IoC = Inversion of Control.
What to Control? What to Inverse?
Suppose Tom has a car named Audi, and Jerry has a car named Buick. There are four methods in the class
Car: start, turnLeft, turnRight, stop
. Tom and Jerry want to use their cars to go to work, go home,
go shopping, etc. Our code may looks like this:
public class Tom {
private Car audi = new Car();
public void goHome() {
audi.start();
audi.turnLeft();
audi.turnRight();
audi.stop();
}
}
In this case, Tom depends on a Car. We can say that this Car is a dependency of Tom. Now, think about this: what if Tom wants to change his car to a Buick? And also, should this car be created by Tom?
We have to change all the occurrences if he wanted to change a new car, and obviously, this car should not be made by Tom.
Therefore, the creating, controlling and destroying of a Car should be done by someone else. In Spring, an IoC Container does these dirty works for us. All the objects in a Spring project are called beans, such as Car, Tom, Jerry. They are managed by an IoC container.
A bean can be injected into another bean by its Constructor. Now, our code may look like this:
public class Tom {
Car car;
public Tom(Car car) {
super(car);
}
public void goHome() {
car.start();
car.turnLeft();
car.turnRight();
car.stop();
}
}
Create our own IoC
To understand what an IoC looks like, here is an example of a mock IoC Container. The code contains some Java reflection. You may need to learn Java reflection if you want to totally understand.
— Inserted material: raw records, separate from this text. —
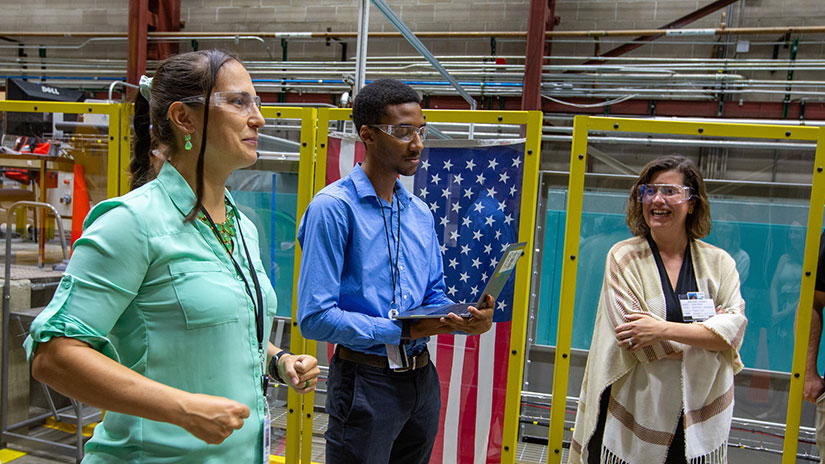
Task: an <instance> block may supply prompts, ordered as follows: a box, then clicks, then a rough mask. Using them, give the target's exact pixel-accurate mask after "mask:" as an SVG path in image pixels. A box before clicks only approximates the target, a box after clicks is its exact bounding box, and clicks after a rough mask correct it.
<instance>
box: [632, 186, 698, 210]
mask: <svg viewBox="0 0 825 464" xmlns="http://www.w3.org/2000/svg"><path fill="white" fill-rule="evenodd" d="M656 195H661V196H662V199H663V200H664V201H665V203H667V204H669V205H675V204H679V203H683V202H686V201H688V200H690V199H691V198H693V189H692V188H690V187H688V186H686V185H679V184H641V185H639V201H641V202H642V203H652V202H653V199H654V198H656Z"/></svg>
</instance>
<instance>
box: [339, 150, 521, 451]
mask: <svg viewBox="0 0 825 464" xmlns="http://www.w3.org/2000/svg"><path fill="white" fill-rule="evenodd" d="M359 145H362V144H361V143H360V142H356V141H354V140H352V139H348V138H337V137H335V138H334V137H332V136H330V138H329V143H328V151H327V183H329V182H332V181H334V180H336V178H337V177H336V174H337V175H338V176H339V177H340V176H344V175H346V174H348V173H349V171H350V170H351V169H352V166H354V164H355V162H356V160H359V161H360V160H362V159H363V153H364V151H363V146H359ZM523 154H524V144H523V143H515V144H504V145H492V146H473V147H458V148H456V147H449V148H433V147H427V148H425V149H424V151H423V152H422V154H421V163H420V165H419V168H418V172H416V174H415V176H414V177H413V178H412V179H411V180H412V182H410V179H402V182H403V183H404V184H405V186H406V187H407V188H408V189H409V190H410V191H411V192H412V193H413V194H415V195H417V196H418V197H419V198H421V200H423V201H424V202H425V203H426V204H427V205H428V206H429V208H430V210H431V211H432V213H433V217H434V218H435V226H436V232H437V234H438V237H439V239H440V241H441V252H442V256H443V259H444V280H445V283H446V287H447V294H448V296H449V297H450V298H451V299H453V300H455V301H459V302H474V301H477V300H478V299H479V297H480V294H481V291H482V290H483V289H484V285H485V284H486V283H487V279H488V278H489V277H490V276H491V275H492V272H493V269H494V268H495V266H496V264H497V263H498V259H499V258H501V255H502V252H503V251H504V249H505V248H506V247H507V246H508V245H509V244H510V243H514V242H516V241H518V240H517V239H518V233H517V231H518V225H519V211H520V210H521V179H522V177H523V176H522V172H523V162H524V159H523ZM335 170H337V171H338V172H337V173H336V172H332V171H335ZM514 277H515V273H513V274H512V275H511V276H510V281H509V282H508V284H507V286H505V288H504V290H503V291H502V293H501V295H500V296H499V299H498V300H497V301H496V308H495V312H494V318H493V320H494V321H495V322H496V323H495V324H493V328H492V329H490V331H489V332H487V333H485V334H483V335H481V336H478V337H468V336H464V335H452V334H447V335H439V336H436V337H431V339H430V343H429V350H430V356H431V359H433V362H434V363H435V365H436V369H437V370H438V375H439V378H440V379H441V418H440V427H439V434H438V436H437V437H436V442H435V446H434V448H433V454H432V458H431V460H430V462H432V463H458V464H463V463H486V462H500V460H501V446H502V445H501V441H502V431H503V426H504V405H505V396H506V390H507V363H508V360H509V356H508V355H507V352H508V350H509V349H510V348H509V347H510V325H511V322H510V321H511V319H512V307H513V280H514Z"/></svg>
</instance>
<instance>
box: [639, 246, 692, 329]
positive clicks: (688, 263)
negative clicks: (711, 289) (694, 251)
mask: <svg viewBox="0 0 825 464" xmlns="http://www.w3.org/2000/svg"><path fill="white" fill-rule="evenodd" d="M646 238H647V243H648V244H649V245H650V249H651V250H652V251H653V259H655V260H656V267H657V268H659V278H660V279H661V281H662V292H663V293H664V294H665V304H666V307H667V318H666V319H667V320H668V321H669V322H685V320H684V318H683V317H682V306H681V305H680V304H679V295H685V294H687V293H688V292H698V291H699V287H698V286H697V285H696V274H695V273H694V272H693V260H692V259H691V256H690V240H688V244H687V247H685V257H684V259H683V260H682V268H681V269H680V270H679V278H678V279H677V280H676V289H675V290H674V288H673V286H671V284H670V277H668V275H667V269H665V263H664V262H663V261H662V256H661V255H660V254H659V247H657V246H656V242H654V241H653V237H651V236H650V235H648V236H647V237H646Z"/></svg>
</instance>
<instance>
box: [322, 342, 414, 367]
mask: <svg viewBox="0 0 825 464" xmlns="http://www.w3.org/2000/svg"><path fill="white" fill-rule="evenodd" d="M402 349H403V348H402ZM335 353H336V355H337V356H338V357H339V358H340V359H343V360H344V361H351V362H355V363H358V364H364V365H367V366H372V367H379V368H382V369H389V368H390V363H389V361H388V360H387V357H386V356H378V355H376V354H366V353H361V352H360V351H355V350H351V349H349V348H347V347H345V346H341V345H338V347H337V348H336V350H335ZM409 360H410V367H405V368H402V369H392V371H393V372H406V371H414V370H416V369H423V368H425V367H427V366H428V365H429V364H430V352H429V351H427V350H426V349H425V350H424V351H422V352H421V353H420V354H418V355H416V356H410V357H409Z"/></svg>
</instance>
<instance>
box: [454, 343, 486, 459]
mask: <svg viewBox="0 0 825 464" xmlns="http://www.w3.org/2000/svg"><path fill="white" fill-rule="evenodd" d="M480 340H481V337H467V341H466V342H465V347H464V372H463V374H462V375H461V403H460V404H461V408H460V412H459V421H458V462H468V463H471V462H473V459H474V454H475V453H474V448H475V436H476V430H475V428H476V408H477V404H478V351H479V342H480ZM479 451H481V450H479Z"/></svg>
public class IoCContainer {
private Map<String, Object> beans = new ConcurrentHashMap<>();
public Object getBean(String beanId){
return beans.get(beanId);
}
public void setBeans(Class<?> clazz, String beanId, String... paramBeanId){
Object[] paramValues = new Object[paramBeanId.length];
for (int i = 0; i < paramBeanId.length; i++) {
paramValues[i] = beans.get(paramBeanId[i]);
}
Object bean = null;
for (Constructor<?> constructor : clazz.getConstructors()) {
try {
bean = constructor.newInstance(paramValues);
} catch (InstantiationException e) {
e.printStackTrace();
} catch (IllegalAccessException e) {
e.printStackTrace();
} catch (InvocationTargetException e) {
e.printStackTrace();
}
}
if (bean == null) {
throw new RuntimeException("Cannot find proper constructor to create bean");
}
beans.put(beanId, bean);
}
}
The container uses a Map to store all the beans. The key is beanId, the value is the bean object.
Getting a bean is very simple. Get the value by its key.
Setting a bean is a little complex. If we only needed to create a bean with no dependency, such
as a Car, we simply tell the container the beanId and the Class type of our bean. What if we need to
create a bean like Tom or Jerry, a little more work is needed, because their constructors need
some other objects as parameters, such as a Car. Thus, we need to pass in the dependency parameters and tell
the container what dependencies are in this bean. To set a bean, the container checks its Map, gets all the beans by the
beanIds, then loops the constructor of this bean that we want to create, to find out a proper constructor and
create a bean with newInstance(paramValues)
. Finally, put this bean into the Map.
IoC Container and Beans
- Package: org.springframework.beans, org.springframework.context
- Interface: BeanFactory: provides the configuration framework and basic functionality. ApplicationContext: adds more enterprise-specific functionality.